Dr Valabhji said: ‘We are looking at levers – I’m not going to commit to which one it will be, but we’re exploring the options, which I’m sure you can guess what we’re thinking around that.

‘We have to be acutely aware of the capacity in general practice [and] create this programme without massively increasing the ask on GPs who are already at the limits of capacity.’

He acknowledged that services for GPs to refer to were currently inadequate but said the national strategy would bring them up to scratch and provide the ‘impetus’ for more screening in practices.

‘There’s not a huge incentive to make your practice IT system create a robust register for those in the middle category of glucose intolerance, unless there is somewhere to send them on to.
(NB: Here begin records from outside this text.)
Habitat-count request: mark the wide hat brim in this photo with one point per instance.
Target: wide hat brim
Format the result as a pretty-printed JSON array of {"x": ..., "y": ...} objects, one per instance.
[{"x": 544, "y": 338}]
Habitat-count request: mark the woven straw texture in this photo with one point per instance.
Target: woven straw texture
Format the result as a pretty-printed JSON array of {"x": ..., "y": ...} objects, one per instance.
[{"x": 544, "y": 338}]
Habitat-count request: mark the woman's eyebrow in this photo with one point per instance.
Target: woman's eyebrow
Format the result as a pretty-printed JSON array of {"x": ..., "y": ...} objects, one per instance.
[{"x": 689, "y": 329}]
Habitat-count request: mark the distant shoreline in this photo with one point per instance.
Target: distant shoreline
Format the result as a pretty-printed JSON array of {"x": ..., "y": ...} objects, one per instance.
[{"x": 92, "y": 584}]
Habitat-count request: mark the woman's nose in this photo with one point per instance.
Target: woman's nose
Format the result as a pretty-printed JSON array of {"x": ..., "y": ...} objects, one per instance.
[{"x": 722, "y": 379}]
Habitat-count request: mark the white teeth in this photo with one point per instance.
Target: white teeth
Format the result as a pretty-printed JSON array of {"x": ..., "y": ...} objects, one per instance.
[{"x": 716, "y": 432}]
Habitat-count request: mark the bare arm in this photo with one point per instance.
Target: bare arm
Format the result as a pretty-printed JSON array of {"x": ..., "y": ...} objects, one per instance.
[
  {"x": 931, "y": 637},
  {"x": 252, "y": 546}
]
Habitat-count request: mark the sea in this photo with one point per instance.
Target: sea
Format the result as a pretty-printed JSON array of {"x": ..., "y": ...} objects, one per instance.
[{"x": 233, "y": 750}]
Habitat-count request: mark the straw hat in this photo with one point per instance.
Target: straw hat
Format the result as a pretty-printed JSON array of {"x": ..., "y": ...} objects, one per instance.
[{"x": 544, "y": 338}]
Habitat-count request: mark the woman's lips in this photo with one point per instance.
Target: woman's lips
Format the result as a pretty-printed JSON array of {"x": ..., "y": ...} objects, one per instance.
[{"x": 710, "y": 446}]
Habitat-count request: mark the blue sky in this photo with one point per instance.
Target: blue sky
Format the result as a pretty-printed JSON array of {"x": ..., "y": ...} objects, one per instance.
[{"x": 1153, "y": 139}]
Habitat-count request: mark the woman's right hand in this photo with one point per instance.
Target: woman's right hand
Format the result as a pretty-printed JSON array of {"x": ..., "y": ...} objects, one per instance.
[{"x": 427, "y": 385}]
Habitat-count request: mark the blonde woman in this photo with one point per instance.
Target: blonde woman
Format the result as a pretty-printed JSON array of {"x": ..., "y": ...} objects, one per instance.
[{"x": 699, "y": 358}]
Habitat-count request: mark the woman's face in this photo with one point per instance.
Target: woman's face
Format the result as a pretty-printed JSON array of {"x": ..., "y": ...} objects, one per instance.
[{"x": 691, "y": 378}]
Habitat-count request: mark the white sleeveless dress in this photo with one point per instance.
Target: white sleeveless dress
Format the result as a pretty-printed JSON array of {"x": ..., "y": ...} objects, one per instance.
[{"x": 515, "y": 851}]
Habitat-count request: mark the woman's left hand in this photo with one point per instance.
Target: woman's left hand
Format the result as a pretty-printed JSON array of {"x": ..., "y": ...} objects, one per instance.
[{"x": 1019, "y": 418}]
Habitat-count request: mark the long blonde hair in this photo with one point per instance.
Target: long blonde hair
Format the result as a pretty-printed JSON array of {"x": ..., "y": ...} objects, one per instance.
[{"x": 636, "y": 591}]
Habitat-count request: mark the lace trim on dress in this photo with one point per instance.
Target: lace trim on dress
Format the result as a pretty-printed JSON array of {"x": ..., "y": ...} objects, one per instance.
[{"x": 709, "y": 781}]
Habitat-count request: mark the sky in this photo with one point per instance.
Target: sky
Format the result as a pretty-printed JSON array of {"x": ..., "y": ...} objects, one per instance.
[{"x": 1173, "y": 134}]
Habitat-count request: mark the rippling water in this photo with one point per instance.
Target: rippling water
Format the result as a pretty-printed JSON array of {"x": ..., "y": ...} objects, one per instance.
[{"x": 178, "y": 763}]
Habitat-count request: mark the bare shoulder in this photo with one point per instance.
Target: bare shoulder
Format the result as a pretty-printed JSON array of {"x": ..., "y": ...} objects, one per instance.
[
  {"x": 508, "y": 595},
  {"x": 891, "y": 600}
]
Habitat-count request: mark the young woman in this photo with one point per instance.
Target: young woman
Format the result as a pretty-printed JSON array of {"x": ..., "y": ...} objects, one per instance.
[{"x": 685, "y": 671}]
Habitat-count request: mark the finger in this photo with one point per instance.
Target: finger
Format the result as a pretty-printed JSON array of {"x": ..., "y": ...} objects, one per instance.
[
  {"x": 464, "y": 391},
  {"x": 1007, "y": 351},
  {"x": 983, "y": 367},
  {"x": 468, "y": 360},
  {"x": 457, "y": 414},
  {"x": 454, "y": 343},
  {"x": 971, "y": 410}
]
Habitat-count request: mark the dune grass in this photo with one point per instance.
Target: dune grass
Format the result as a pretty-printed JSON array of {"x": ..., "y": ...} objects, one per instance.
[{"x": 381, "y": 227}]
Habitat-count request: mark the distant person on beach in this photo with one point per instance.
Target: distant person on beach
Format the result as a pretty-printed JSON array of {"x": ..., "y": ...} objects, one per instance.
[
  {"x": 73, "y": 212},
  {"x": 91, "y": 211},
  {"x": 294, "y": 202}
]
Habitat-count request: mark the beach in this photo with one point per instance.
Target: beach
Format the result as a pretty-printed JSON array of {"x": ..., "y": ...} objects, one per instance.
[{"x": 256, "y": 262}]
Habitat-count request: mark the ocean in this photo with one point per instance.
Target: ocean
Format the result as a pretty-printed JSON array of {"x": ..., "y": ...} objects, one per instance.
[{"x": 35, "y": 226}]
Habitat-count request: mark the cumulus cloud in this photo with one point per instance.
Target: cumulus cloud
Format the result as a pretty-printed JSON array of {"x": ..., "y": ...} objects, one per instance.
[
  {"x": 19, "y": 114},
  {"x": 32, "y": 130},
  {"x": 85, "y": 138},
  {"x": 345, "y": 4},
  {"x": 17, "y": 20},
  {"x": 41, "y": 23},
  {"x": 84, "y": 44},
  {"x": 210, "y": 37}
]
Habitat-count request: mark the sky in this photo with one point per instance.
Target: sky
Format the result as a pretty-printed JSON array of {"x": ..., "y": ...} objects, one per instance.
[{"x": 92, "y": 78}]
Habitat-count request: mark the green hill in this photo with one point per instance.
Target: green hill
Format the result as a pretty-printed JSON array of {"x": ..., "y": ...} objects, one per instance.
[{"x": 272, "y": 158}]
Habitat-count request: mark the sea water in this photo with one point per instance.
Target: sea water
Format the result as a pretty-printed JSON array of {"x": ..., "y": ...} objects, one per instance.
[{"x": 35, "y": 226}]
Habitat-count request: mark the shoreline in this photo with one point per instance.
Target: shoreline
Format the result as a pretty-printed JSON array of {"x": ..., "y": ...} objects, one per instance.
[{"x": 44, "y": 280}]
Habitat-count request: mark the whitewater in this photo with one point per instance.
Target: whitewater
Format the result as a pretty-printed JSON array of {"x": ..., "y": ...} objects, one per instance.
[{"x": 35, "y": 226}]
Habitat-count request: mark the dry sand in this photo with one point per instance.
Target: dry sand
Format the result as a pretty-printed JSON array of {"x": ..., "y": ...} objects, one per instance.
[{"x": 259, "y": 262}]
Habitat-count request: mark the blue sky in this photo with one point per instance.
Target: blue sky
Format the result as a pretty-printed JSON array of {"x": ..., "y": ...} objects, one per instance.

Once we have that in place, the impetus to actually get the register and all these other things will be there.’

GPC chair Dr Chaand Nagpaul said GP practices are already ‘over-saturated’ and questioned what the screening could achieve without guaranteed investment in other areas.  

Dr Nagpaul says: ‘We need to be careful not to continue this mantra that everything has to be done through GPs. General practice is already over-saturated and there are many factors that create obesity – simply giving practices incentives isn’t going to solve the rising rates of obesity in the UK.

‘Even if GPs identify high-risk patients, it’s often the lack of provision of interventions that is the limiting factor. It’s of little value diagnosing obesity if there isn’t easy access to affordable exercise programmes or enough trained counsellors, and if the Government won’t address the availability of healthy foods, the way food is advertised, education and school meals.’